L’activisme climatique a-t-il sa place dans les colloques et conférences scientifiques ? La question donne lieu à de vifs débats aux Etats-Unis après les sanctions dont ont fait l’objet les scientifiques du climat Peter Kalmus (Oak Ridge National Laboratory, un laboratoire du Department of Energy au Tennessee) et Rose Abramoff (NASA Jet Propulsion Laboratory, Californie) pour être montés sur scène et avoir déployé une banderole « Out of the lab and into the streets » au début d’une session plénière de l’assemblée annuelle de l’American Geophysical Union (AGU) à Chicago, Illinois, le 15 décembre 2022. L’AGU est la plus grande société savante mondiale dans le domaine des géosciences, et la conférence rassemblait au moins 10 000 participants de plus de 100 pays.

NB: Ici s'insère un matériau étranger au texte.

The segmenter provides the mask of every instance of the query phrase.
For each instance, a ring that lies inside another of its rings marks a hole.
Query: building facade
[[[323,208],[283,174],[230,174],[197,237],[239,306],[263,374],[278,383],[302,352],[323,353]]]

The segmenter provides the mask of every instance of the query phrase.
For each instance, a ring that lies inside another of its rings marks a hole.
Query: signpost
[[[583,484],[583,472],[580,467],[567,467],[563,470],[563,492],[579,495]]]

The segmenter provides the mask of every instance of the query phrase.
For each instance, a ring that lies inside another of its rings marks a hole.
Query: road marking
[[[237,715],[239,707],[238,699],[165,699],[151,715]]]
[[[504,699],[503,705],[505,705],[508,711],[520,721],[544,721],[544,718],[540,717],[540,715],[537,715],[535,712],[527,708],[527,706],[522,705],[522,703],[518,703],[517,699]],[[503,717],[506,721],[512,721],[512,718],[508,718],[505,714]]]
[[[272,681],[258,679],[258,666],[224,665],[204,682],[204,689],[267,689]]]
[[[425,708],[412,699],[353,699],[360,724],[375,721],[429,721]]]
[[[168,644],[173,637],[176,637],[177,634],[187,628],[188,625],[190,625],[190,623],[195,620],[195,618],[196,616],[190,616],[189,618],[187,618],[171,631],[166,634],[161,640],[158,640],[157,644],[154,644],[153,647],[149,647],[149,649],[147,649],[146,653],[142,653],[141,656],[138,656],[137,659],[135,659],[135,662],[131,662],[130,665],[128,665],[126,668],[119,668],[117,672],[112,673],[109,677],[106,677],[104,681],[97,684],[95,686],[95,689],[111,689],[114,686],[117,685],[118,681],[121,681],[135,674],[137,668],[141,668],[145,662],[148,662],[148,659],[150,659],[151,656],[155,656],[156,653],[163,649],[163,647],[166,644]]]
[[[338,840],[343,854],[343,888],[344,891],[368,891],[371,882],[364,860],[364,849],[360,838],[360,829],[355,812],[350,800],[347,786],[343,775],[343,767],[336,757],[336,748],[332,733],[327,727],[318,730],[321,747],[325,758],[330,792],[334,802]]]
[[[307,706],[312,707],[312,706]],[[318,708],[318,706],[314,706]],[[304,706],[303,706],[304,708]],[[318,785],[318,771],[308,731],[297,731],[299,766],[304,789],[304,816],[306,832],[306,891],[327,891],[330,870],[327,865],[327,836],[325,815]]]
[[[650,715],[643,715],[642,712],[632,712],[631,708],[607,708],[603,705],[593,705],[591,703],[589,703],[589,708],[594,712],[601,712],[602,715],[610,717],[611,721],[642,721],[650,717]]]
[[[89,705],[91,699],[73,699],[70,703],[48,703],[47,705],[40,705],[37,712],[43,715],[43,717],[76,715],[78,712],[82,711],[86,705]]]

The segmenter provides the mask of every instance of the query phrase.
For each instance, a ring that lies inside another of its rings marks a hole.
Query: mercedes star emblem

L’engagement militant de Peter Kalmus et Rose Abramoff (membres du mouvement Scientist Rebellion [1]) leur avait déjà valu une arrestation et une courte détention pour désobéissance civile en novembre 2022, pour s’être enchaînés à la grille de l’aéroport international Charlotte Douglas de Caroline du Nord en guise de protestation contre les émissions des jets privés.
L’AGU a réagi en les expulsant de la conférence sous escorte, en retirant du programme les résumés de leurs interventions scientifiques (abstracts), et en adressant des signalements de faute professionnelle à leurs employeurs – ce qui a valu ensuite à Rose Abramoff d’être licenciée en janvier 2023 pour utilisation abusive de ressources publiques à des fins personnelles dans le cadre d’une mission, et violation du code de conduite et d’éthique du laboratoire.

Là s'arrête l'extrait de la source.